Period poverty is a public health crisis around the globe. Taxed and priced like a luxury, menstruation products are often inaccessible for people who are struggling financially.
Resisterhood, a mutual aid organization, set up their annual Red Tent Drive to help combat period poverty in New Paltz. They set up donation bins in several different local establishments including the Elting Library, Lush Eco Salon, The L salon and Jem hair studio. They donate the pads to Family of New Paltz, a walk in Crisis Center for people in need.

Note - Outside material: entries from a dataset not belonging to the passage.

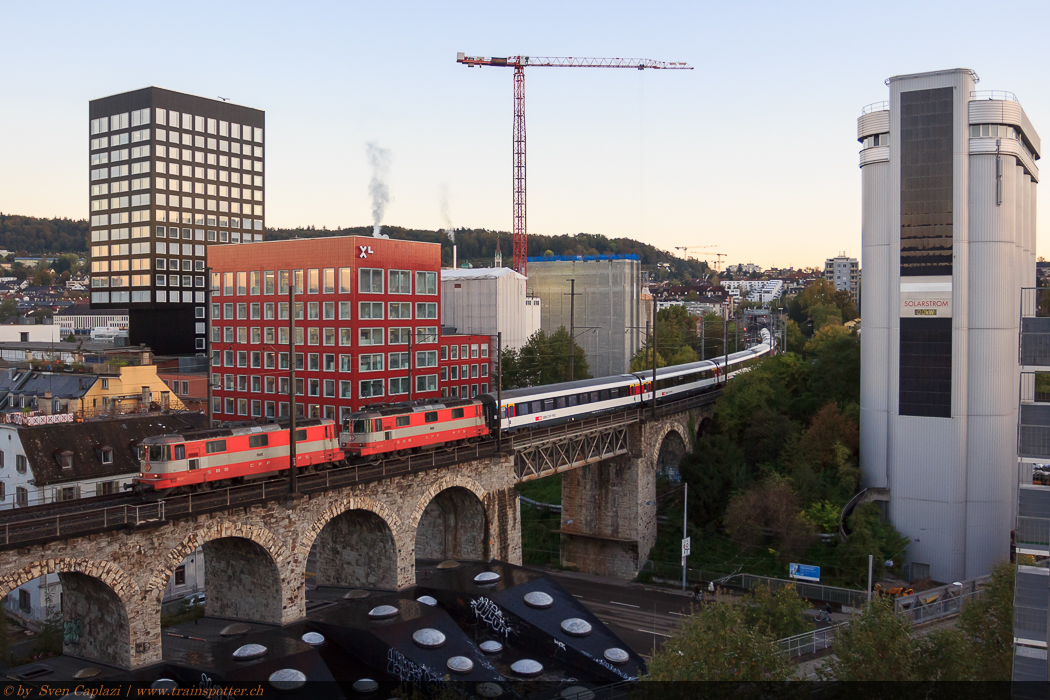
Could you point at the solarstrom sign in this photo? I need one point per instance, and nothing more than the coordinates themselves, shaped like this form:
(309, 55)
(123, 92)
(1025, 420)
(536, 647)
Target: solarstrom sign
(928, 297)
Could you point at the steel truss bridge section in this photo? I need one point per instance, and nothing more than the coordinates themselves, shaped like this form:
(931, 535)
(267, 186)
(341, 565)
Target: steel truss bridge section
(569, 451)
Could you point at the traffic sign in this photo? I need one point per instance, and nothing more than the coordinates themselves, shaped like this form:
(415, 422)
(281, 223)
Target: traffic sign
(803, 572)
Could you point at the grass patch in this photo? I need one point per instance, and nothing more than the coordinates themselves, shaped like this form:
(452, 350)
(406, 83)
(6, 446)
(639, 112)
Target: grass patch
(547, 489)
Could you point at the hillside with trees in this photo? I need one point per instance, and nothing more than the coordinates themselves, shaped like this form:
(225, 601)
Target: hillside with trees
(28, 234)
(34, 235)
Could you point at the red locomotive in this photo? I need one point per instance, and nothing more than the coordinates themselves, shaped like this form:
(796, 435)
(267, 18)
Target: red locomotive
(417, 425)
(218, 458)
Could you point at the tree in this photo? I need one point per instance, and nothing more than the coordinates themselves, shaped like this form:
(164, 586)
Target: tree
(987, 623)
(544, 360)
(778, 613)
(875, 647)
(716, 643)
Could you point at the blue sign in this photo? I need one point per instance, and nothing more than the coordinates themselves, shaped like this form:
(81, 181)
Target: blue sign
(803, 572)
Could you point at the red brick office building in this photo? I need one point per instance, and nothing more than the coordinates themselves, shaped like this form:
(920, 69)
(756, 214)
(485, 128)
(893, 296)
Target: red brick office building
(368, 327)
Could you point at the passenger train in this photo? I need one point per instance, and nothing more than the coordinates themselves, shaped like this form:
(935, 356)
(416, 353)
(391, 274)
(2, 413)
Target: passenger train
(215, 458)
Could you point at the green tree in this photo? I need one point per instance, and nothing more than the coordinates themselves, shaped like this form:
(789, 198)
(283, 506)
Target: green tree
(716, 643)
(870, 534)
(8, 308)
(875, 647)
(987, 623)
(778, 613)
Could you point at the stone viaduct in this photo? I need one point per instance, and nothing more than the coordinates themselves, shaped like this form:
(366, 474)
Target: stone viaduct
(368, 534)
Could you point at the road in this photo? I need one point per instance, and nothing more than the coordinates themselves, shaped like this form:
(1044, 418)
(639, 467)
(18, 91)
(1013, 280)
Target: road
(642, 616)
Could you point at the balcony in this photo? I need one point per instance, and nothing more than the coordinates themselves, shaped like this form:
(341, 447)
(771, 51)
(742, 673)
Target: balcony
(1032, 534)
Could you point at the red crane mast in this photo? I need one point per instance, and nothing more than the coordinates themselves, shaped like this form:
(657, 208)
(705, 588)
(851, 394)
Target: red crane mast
(519, 63)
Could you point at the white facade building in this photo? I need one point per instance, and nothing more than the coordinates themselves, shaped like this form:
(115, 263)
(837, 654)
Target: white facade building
(487, 300)
(948, 231)
(762, 291)
(844, 274)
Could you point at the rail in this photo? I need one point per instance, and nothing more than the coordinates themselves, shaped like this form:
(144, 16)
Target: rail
(21, 527)
(1005, 96)
(39, 530)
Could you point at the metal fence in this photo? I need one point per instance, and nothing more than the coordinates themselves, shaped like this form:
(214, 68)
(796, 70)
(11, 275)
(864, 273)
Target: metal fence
(1033, 532)
(811, 642)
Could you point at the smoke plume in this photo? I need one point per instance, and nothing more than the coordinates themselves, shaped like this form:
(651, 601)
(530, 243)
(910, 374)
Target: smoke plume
(445, 215)
(379, 160)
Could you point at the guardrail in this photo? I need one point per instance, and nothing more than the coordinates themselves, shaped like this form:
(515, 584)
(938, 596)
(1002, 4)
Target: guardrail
(811, 642)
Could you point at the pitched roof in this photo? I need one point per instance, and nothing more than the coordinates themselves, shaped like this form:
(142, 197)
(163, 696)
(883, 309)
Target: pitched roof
(43, 444)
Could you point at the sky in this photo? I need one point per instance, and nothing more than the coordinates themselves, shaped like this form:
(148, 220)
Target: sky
(753, 153)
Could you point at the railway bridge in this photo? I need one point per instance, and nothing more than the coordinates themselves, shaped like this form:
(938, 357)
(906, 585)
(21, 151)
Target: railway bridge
(368, 526)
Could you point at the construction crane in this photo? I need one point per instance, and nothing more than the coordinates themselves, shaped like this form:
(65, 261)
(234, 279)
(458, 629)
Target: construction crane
(519, 63)
(685, 250)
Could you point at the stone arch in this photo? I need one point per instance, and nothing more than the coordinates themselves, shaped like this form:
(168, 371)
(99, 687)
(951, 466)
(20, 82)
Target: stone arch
(356, 541)
(672, 448)
(455, 521)
(663, 429)
(243, 571)
(98, 610)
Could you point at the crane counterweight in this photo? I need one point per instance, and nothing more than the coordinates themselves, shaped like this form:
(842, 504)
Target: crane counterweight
(519, 63)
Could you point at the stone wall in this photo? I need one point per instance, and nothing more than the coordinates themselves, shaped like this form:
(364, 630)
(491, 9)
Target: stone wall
(240, 579)
(357, 549)
(267, 571)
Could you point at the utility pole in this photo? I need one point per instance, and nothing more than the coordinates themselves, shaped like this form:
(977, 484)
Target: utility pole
(654, 356)
(207, 344)
(685, 523)
(292, 486)
(572, 329)
(499, 391)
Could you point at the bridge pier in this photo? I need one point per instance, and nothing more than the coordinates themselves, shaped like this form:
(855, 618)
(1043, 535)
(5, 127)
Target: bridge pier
(609, 506)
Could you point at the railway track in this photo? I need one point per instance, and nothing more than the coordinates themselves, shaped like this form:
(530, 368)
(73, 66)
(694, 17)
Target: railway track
(35, 525)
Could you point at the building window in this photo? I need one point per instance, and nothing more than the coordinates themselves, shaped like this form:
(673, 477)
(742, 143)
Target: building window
(371, 388)
(426, 282)
(370, 281)
(400, 281)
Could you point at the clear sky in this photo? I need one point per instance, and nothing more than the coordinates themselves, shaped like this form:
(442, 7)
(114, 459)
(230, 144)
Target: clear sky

Although there’s been an initiative to use less wasteful menstruation products, Resisterhood asked people to only donate maxi pads. Member of Resisterhood, Michele Zipp, says that maxi pads are more flexible in terms of peoples living situations. “Families [of New Paltz] really need the maxi pads, they’re more requested than say tampons or period underwear. For folks who are often perhaps in a shelter, or living in a different lifestyle or don’t have a home are more transient. Maxi pads seemed to be the preferred thing,” Zipp says. “So because of the cost of these things, when they really should be free. We wanted to help folks who menstruate be able to have what they need as a dignity issue.”
In New York State, one out of every six women between the ages of 12 through 44, live below the federal poverty line. These people must choose between food on the table and menstruation products. Period activists have urged lawmakers to remove the sales tax on menstruation products. Today, Alaska, Delaware, Montana, New Hampshire and Oregon have lifted the tax and to further menstruation equality. Hawaii, Delaware, California, New York, Illinois, New Hampshire and Virginia are the seven states that have made period products free in schools.
Resisterhood started six years ago after Donald Trump’s election in 2016. “It was a response to a feeling we needed to do more and to protect people’s rights for equality and so we found ourselves together being like what can we do?” Zipp said. “We looked within our community because, you know, it’s so important to look within our community to act. The expression is ‘act locally and that will spread out globally.’”
Since 2016, the Resisterhood has done much more for the local community. They had an art auction donating proceeds to the ACLU (American Civil Liberties Union) and fundraisers for different women’s shelters. They also had a forum on rape culture and sexual harassment in the workplace. Resisterhood also sings to raise money. The sisterhood community choir, directed by musician, Debbie Lan, meets every Thursday at 5:30 p.m. in the New Paltz Community Center. “We sing songs of empowerment and equality and look for different actions to put together to sing at and to create different ways to raise money where we see needed within the community,” Zipp explained.